Coq/SSReflect: How to do case analysis when reflecting && and /\

Question

I have the following reflect predicate:

Require Import mathcomp.ssreflect.all_ssreflect.

Inductive reflect (P : Prop) (b : bool) : Prop :=
| ReflectT (p : P) (e : b = true)
| ReflectF (np : ~ P) (e :  b = false).

And I am trying to relate the boolean conjunction to the logical one and the following one-line proof goes through:

Lemma andP (b1 b2 : bool) : reflect (b1 /\ b2) (b1 && b2).
Proof.
  case b1; case b2; constructor =>//; by case.
Qed.

---

However, I don't understand how the last ; by case. is applied. When we examine the proof without the last ; by case.:

Lemma andP (b1 b2 : bool) : reflect (b1 /\ b2) (b1 && b2).
Proof.
  case b1; case b2; constructor =>//.

We get 6 subgoals (2 are trivially true):

6 subgoals (ID 45)

  b1, b2 : bool
  ============================
  true /\ false

subgoal 2 (ID 46) is:
 true && false = true
subgoal 3 (ID 116) is:
 false /\ true
subgoal 4 (ID 117) is:
 false && true = true
subgoal 5 (ID 187) is:
 false /\ false
subgoal 6 (ID 188) is:
 false && false = true

I'm not sure how to proceed from here because they all are false - how can we prove that? I tried doing . case. individually but that doesn't work. How does ; by case admit these subgoals all at once?

Thank you.

Answer 1

The behavior of sequential composition for tactics changed a bit in recent years. Nowadays, tactics like constructor can backtrack while executing their continuation. Because your definition of reflect is a bit different from the standard one, if you just call constructor, Coq will immediately apply ReflectT, leading to a stuck goal in three of the cases:

Lemma andP (b1 b2 : bool) : reflect (b1 /\ b2) (b1 && b2).
Proof.
case b1; case b2=> /=.
- constructor=> //.
- (* constructor. *) (* Stuck *)

When you use sequential composition, the constructor tactic backtracks, correctly finding the ReflectF constructor.

  constructor; by try case.
- constructor; by try case.
- constructor; by try case.
Qed.

Answer 2

I'm not sure why you are getting 6 subgoals: case b1; case b2; constructor produces 4 subgoals, corresponding to the four possible cases for combinations of boolean values:

  true /\ true

subgoal 2 (ID 13) is:
 ~ (true /\ false)
subgoal 3 (ID 15) is:
 ~ (false /\ true)
subgoal 4 (ID 17) is:
 ~ (false /\ false)

The first one is considered trivial by //.

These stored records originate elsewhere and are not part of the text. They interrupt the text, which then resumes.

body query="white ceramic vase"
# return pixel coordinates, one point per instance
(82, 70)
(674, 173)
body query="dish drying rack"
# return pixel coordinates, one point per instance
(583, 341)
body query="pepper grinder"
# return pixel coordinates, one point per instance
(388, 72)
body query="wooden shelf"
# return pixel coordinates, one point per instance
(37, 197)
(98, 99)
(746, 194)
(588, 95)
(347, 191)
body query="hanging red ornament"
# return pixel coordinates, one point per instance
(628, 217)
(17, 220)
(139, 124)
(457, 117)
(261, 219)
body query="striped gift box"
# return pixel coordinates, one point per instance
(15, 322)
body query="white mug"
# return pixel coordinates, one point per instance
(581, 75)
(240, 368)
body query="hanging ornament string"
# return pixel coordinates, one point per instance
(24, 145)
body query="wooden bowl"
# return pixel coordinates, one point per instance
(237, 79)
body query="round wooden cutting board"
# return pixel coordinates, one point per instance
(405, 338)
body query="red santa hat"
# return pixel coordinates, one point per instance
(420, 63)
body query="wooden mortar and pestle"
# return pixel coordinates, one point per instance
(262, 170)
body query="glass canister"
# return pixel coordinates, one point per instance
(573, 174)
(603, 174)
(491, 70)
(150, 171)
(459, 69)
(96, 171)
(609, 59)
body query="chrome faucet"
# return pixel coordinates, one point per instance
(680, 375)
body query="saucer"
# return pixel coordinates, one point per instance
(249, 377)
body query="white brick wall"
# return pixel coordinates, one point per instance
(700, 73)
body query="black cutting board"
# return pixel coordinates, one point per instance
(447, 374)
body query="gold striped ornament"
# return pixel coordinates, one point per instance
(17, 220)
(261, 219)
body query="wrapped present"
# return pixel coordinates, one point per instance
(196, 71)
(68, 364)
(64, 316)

Set Printing Coercions will tell you that your subgoals or actually as follows:

  is_true true /\ is_true true

subgoal 2 (ID 13) is:
 ~ (is_true true /\ is_true false)
subgoal 3 (ID 15) is:
 ~ (is_true false /\ is_true true)
subgoal 4 (ID 17) is:
 ~ (is_true false /\ is_true false)

Unfolding is_true might help: case b1; case b2; constructor; rewrite /is_true.:

  true = true /\ true = true

subgoal 2 (ID 19) is:
 ~ (true = true /\ false = true)
subgoal 3 (ID 20) is:
 ~ (false = true /\ true = true)
subgoal 4 (ID 21) is:
 ~ (false = true /\ false = true)

The 3 last subgoal are of the form (_ /\ _) -> False (because ~ P stands for not P, which unfolds to P -> False.

Thus the case tactic added after constructor destructs the top assumptions turning the last three goals into the following:

  true = true -> false = true -> False

subgoal 2 (ID 145) is:
 false = true -> true = true -> False
subgoal 3 (ID 155) is:
 false = true -> false = true -> False

Here, we have false = true as one of the assumptions in each subgoal, meaning we got a contradiction that SSReflect can immediately recognize and finish the proof using the principle of explosion.